Mercoledì 14 gennaio 2026, ore 10:44

La tragedia

All’Ilva di Taranto si muore ancora, scatta lo sciopero

Nuovo incidente mortale all’Ilva di Taranto. Un operaio della ditta di carpenterie metalliche Ferplast dell’appalto Ilva, Angelo Fuggiano, di 28 anni, è morto in seguito a un incidente avvenuto nel reparto Ima, al quarto sporgente del porto di Taranto gestito dal Siderurgico. Durante la sostituzione di una fune nella sala argani si sarebbe verificato un impatto con la carrucola utilizzata per coadiuvare le operazioni. Immediata la reazione dei sindacati. Fim, Fiom, Uilm e Usb di Taranto hanno proclamato lo sciopero dei dipendenti diretti e dell’appalto dalle 11 di oggi fino a tutto il primo turno di domani dopo. L’azienda ha espresso il suo cordoglio e avviato un’indagine interna per appurare le modalità dell’incidente. Ma i sindacati, che denunciano da tempo il livello inadeguato delle condizioni di sicurezza all’interno dello stabilimento, al centro anche dell’ultimo sciopero svoltosi il 30 aprile, vanno all’attacco. Per il segretario generale della Fim Cisl Marco Bentivogli ”la gestione commissariale è inadempiente anche sugli aspetti minimi e basilari della sicurezza dello sito, che ricordiamo essere il maggior impianto siderurgico d’Europa”. Per questo ”bisogna finirla col giocare con la pelle dei lavoratori: è una vergogna per un paese civile - rincara Bentivogli - Da subito vanno assicurati e ripristinati gli standard di sicurezza, conseguentemente va accelerata la partita con ArcelorMittal sulla cessione dell’impianto e l’implementazione e l’ammodernamento dello stesso”.
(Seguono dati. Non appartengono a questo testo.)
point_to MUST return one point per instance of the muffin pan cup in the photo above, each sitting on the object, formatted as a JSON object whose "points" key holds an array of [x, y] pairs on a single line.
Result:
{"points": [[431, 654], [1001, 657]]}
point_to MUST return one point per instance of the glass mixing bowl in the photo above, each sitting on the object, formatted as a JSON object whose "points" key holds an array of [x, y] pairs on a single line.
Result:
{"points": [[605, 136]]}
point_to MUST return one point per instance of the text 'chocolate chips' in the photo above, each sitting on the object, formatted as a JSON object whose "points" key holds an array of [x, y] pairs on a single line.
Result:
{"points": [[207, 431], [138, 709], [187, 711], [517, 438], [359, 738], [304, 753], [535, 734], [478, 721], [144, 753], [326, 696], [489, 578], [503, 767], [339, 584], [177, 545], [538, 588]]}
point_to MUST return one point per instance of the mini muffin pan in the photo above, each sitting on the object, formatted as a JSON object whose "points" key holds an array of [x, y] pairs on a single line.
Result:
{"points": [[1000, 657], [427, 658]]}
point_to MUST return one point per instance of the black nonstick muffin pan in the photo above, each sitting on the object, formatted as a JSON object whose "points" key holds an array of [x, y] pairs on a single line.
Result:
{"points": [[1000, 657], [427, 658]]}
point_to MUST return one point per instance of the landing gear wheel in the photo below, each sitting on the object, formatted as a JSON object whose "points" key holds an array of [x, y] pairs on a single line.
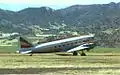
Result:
{"points": [[83, 54], [75, 53]]}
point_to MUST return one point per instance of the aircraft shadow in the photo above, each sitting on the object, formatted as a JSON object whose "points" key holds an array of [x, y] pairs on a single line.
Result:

Dura anche la reazione della segretaria generale della Cisl Annamaria Furlan per un iincidente che ”ci lascia ancora una volta sgomenti ed addolora tutta la Cisl. Siamo vicini alla famiglia, agli amici ed ai colleghi di Angelo, il giovane di appena 35 anni che ha perso la vita”. Furlan esprime solidarietà anche ai tre lavoratori rimasti feriti, sempre questa mattina, ad Arquata del Tronto in un cantiere edile della Tre valli Umbre. ”Serve una mobilitazione di tutto il paese. Non basta solo indignarsi o denunciare l’inosservanza delle norme di legge, dei regolamenti e dei contratti - sottolinea Furlan - Il sindacato non farà sconti a nessuno finché non avremo più sicurezza e rispetto per la vita in tutti i luoghi di lavoro a partire dall’Ilva, dove sosteniamo la giusta protesta dei sindacati di categoria”.